Washington — Delegate-general of Morocco's Penitentiary and Reintegration Administration (DGAPR), Mohamed Salah Tamek, highlighted on Monday in Washington Morocco's multidimensional strategy in the fight against terrorism and extremist ideologies.
"Morocco adopts a multidimensional strategy in the fight against terrorism, which includes, in addition to the security approach, socio-economic, religious, cultural and educational dimensions," Tamek said at a conference held at the headquarters of US think-tank Center for Strategic and International Studies (CSIS) on security in the Maghreb region.
Since 2002, when the first terror cell was dismantled in Morocco, the Kingdom has set up a strategy in the fight against terror based on countering extremist Salafist discourse, as part of a global vision to reform the religious field on the basis of the Maliki rite and the Ash'ari doctrine, which promote the principles of moderation and the right balance, he pointed out.

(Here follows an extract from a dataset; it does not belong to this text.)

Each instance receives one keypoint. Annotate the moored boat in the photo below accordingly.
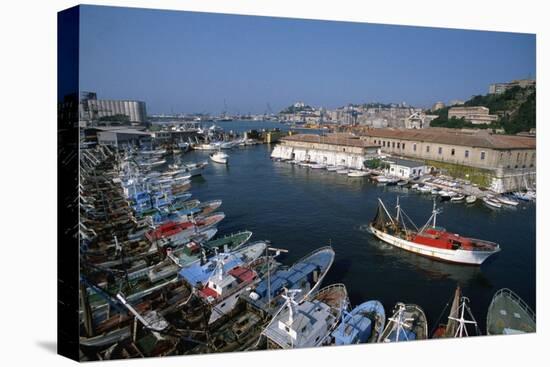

This dynamic led to the creation of the Mohammed VI Institute for the Training of Imams, Morchidines and Morchidates (religious preachers) and the Mohammed VI Foundation of African Ulema, which benefits several sub-Saharan countries, he added.
Commenting the issue of foreign fighters, DGPAR's head shed light on the multidimensional rehabilitation strategy and its "reconciliation" aspect, which aims at reconciling these individuals with themselves first, with the society afterwards and with the authentic precepts of Islam.
On the regional level, Tamek underlined the need for transnational cooperation, as no country can address the issue of terrorism unilaterally.
DGPAR's head commended Morocco's successful fight against terrorism and against plots aimed at undermining its security, in full respect of the law, while terrorist attacks in the Maghreb region had multiplied by 47 since 2011, an increase from 50 attacks to 1.105.